Martin Johansson at Operation Aid on site in Ukraine

The water is rising and thousands are left without homes.
The situation in Kherson is described as desperate after the big dam was blown up.
– It’s cold, wet people who need urgent help, says Swedish volunteer Martin Johansson, on site in Ukraine.

Thousands of people have been forced to flee their homes after the destruction of the Kakhovka power plant dam in southern Ukraine. Pictures from the area show residents boating and swimming along the streets.

Martin Johansson, who is a volunteer and construction manager for Operation Aid, is a couple of hours outside Kherson when TV4 reaches him. The Swede is on his way to the most flood-affected areas, after delivering ambulances in Kramatorsk.

– It is quite simply an underwater Kherson. And there are heavy masses of water coming.
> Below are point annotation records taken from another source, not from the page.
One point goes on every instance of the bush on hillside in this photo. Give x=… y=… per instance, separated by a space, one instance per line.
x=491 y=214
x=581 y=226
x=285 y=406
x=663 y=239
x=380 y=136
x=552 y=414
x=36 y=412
It’s cold, wet people who need urgent help, he says.

– Tens of thousands of people along the river to the Black Sea will be affected. It is another humanitarian and environmental disaster, of course. We have to keep working, he continues.


See pictures from the area in the clip

The expert: Long-term consequences

Martin tells us that he will arrive during the evening and has a lot of work ahead of him.

– We have acquired boats, so we get to help those who are most in urgent need of help, he says.

Jörgen Elfving, former lieutenant colonel, agrees: What has happened in southern Ukraine is a disaster, both humanitarian and ecological. He says that Ukraine will have to live with the consequences for a very long time.

– This means that people are evacuated, and it blocks the flow of internal refugees in Ukraine and possibly also refugees to countries outside Ukraine, with all that that means, he says.

– This also affects the electricity and water supply in this area and there is also damage to agricultural land and other things. This is an extremely large disaster, continues the military expert.

Two possible motives

Russia and Ukraine blame each other for the exploded dam and at the moment few know who is responsible. However, many observers believe that the facility has been blown up from within.

– I see two possible motives. A Ukrainian motive could be to influence the water supply to Crimea and thereby put pressure on the Russian side. The Russian motive would be to influence a Ukrainian counter-offensive, says Jörgen Elfving.